The booming lifestyle property markets of Queensland’s Gold Coast, Sunshine Coast and the Richmond-Tweed region of northern NSW are all set to pass the $1 million median price for detached houses by March, according to Australia’s largest real estate agency.
Ray White chief economist Nerida Conisbee said all three were star performers last year, with prices rising by between 35 per cent 47 per cent, and expected this momentum to be sustained in 2022.
She said key drivers included interstate migration from Sydney and Melbourne, a trend that would likely increase on the Gold Coast and Sunshine Coast after the Queensland border re-opened.
Work-from-home is also motivating land-locked residents in nearby Brisbane, who have traditionally owned holiday houses in all three regions, to take advantage of a vibrant market in the state capital and move permanently.
Ms Conisbee said the Gold Coast, the largest of these markets, was in the middle of fundamental change.
“There’s just a lot of people moving up there at the moment, and it’s no longer a boom-bust town,” Ms Conisbee said.
“Historically, it’s been up and down, a bit like Perth, but it’s grown and become more of a mixed economy, not so reliant on tourism, and is starting to show more stability with pricing.”
Passing the $1 million median
Citing CoreLogic figures to the end of November, she said the median detached home price had reached $939,000 on the Gold Coast; $956,000 in the Richmond-Tweed region, which includes Byron Bay; and $968,000 on the Sunshine Coast, north of Brisbane.
Based on average monthly price growth of 2 per cent, she expects all will exceed a $1 million median price for houses by March.
The comparable median in Sydney is $1.38 million, while Canberra breached the seven figure mark late last year, reaching $1.07 million, as did the Illawarra region, south of Sydney, where the median is now $1.01 million. Melbourne’s median is $980,000.

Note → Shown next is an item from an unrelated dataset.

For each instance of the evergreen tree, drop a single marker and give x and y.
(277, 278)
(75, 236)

She said the coastal lifestyle markets and also Brisbane – where detached housing prices are still relatively affordable, with a December median of $695,000 – were strongly out-performing Sydney and Melbourne.

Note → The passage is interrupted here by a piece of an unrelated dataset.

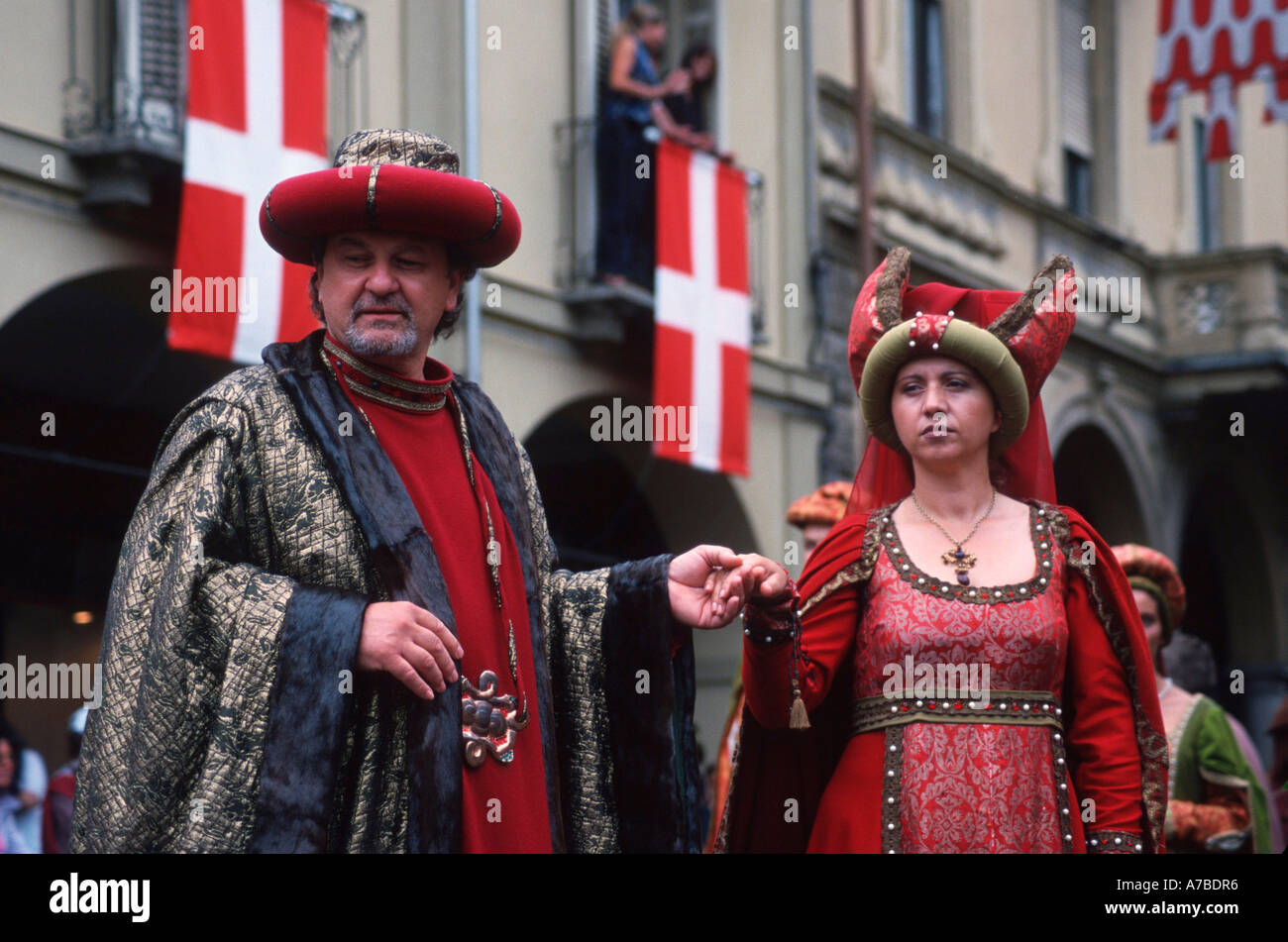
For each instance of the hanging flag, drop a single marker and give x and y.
(702, 335)
(1215, 47)
(257, 115)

“We’re just seeing very, very different conditions in south-east Queensland at the moment,” Ms Conisbee said.
“Seller sentiment seems to be a little bit off in Sydney and Melbourne, but when we have a look at south-east Queensland, we see very elevated levels of listings.
“That suggests sellers are still very confident there are lots of buyers. At the end of last year we were seeing very high clearance rates and very high numbers of active bidders in the south-east Queensland market.”
A real test of market resilience will come next Sunday, January 23, when Ray White auctions 143 Gold Coast properties in a single day, Ms Conisbee said.
“That will give us a really good gauge of what’s happening with buyer activity.”